After a few minutes, it was ready for coal. The black chunks of coal
slowly shifted color from dusty black to dull red to bright orange.
Finally, the fire was ready for use.
“Now
you will all have to take turns running the bellows,” Richard
explained to his grandchildren. “The fire needs a lot of air to
make steel soft enough to manipulate.”
“What's
manipulate mean?” Luke questioned from the sidelines.
“It
means change,” Samuel explained hesitantly. “He means it
has to get really hot before we can hammer it into a different
shape.”
Richard
nodded as he carried a large chunk of fire wood from his pile and
placed it on end a few feet away from the fire. He sat his large
anvil on the chunk of wood and stepped back. He filled a five gallon
bucket with water and situated it in between the anvil and the fire.
“Well,
here's what you have to do,” he began with his trademark patience.

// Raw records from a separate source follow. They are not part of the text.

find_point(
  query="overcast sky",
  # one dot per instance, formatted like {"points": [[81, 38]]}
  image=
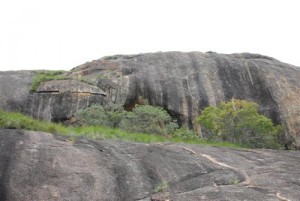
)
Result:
{"points": [[61, 34]]}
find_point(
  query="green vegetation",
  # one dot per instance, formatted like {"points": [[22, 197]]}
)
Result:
{"points": [[12, 120], [161, 186], [238, 121], [44, 76], [234, 124], [143, 118]]}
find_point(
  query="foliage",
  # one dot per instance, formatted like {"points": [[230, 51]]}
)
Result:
{"points": [[238, 121], [109, 115], [44, 76], [12, 120], [146, 118], [184, 133]]}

“You can use these tongs to put you metal into the coals. Once it
turns orange, you pull it out and take it over to the anvil. After
you get tired of hammering on it, you dip it into the water until
it's cool. Now listen. There's only one anvil so you have to take
turns.”
The
children eagerly agreed to the terms of use and lined up to pick out
tools from the myriad of options before them. Then they turned to the
pile of scrap that had been provided for manipulation. They each
sorted through the pile until they found something that seemed to
suit them. It wasn't as if the children had anything specific in mind
when they asked their grandfather for a forge. They just wanted to
heat some metal up and pound on it until it looked different than it
had before. Richard understood that this was probably the case.
However, he seemed to find value in that particular type of
exploration and saw no reason not to give his grandchildren the
opportunity to explore. That's what the kids loved about their
grandpa.
The
group of cousins worked that forge all day. They took turns at the
bellows as their grandfather added coal to the fire as needed. They
put meal in the fire and watched the dull rust layer heat up and fall
away to reveal a bright orange piece underneath. They pounded the hot
metal just to see what they could do with it. They'd bend it in half
or pound it out as thin as it would pound. once the color faded to
grayish black, they plunged it into the bucket and watched the water
dance around the metal as the steam rose into the air to the sound of
hissing.
Richard
supervised patiently from the sidelines, only interfering when it was
an absolute necessity. Don't touch that yet. It's still hot. You
should leave that in the fire a little longer. Wait your turn.
Gentle guidances like these accompanied the busy tasks of the
children until it was time to shut things down for the day. Grandpa
doused the fire with water from the bucket and instructed the kids to
leave things as they were. He could clean up after they left, but not
too much. The South Carolina cousins still had a few days to spend in
Ohio and he fully expected to be firing the forge once or twice
before they headed south. The kids reluctantly left the forge behind
as they headed back to the farm for the evening chores.
“That
was awesome,” Benjamin sighed contentedly as the kids climber over
the pasture fence stile (A stile is a set of small steps that allowed
a human to climb over the barbed wire fence but still prevented the
bovine pasture residents from escaping.) “I'm pretty sure that
grandpa could make anything.”
“Yup,”
Scott agreed. “I think you're right.”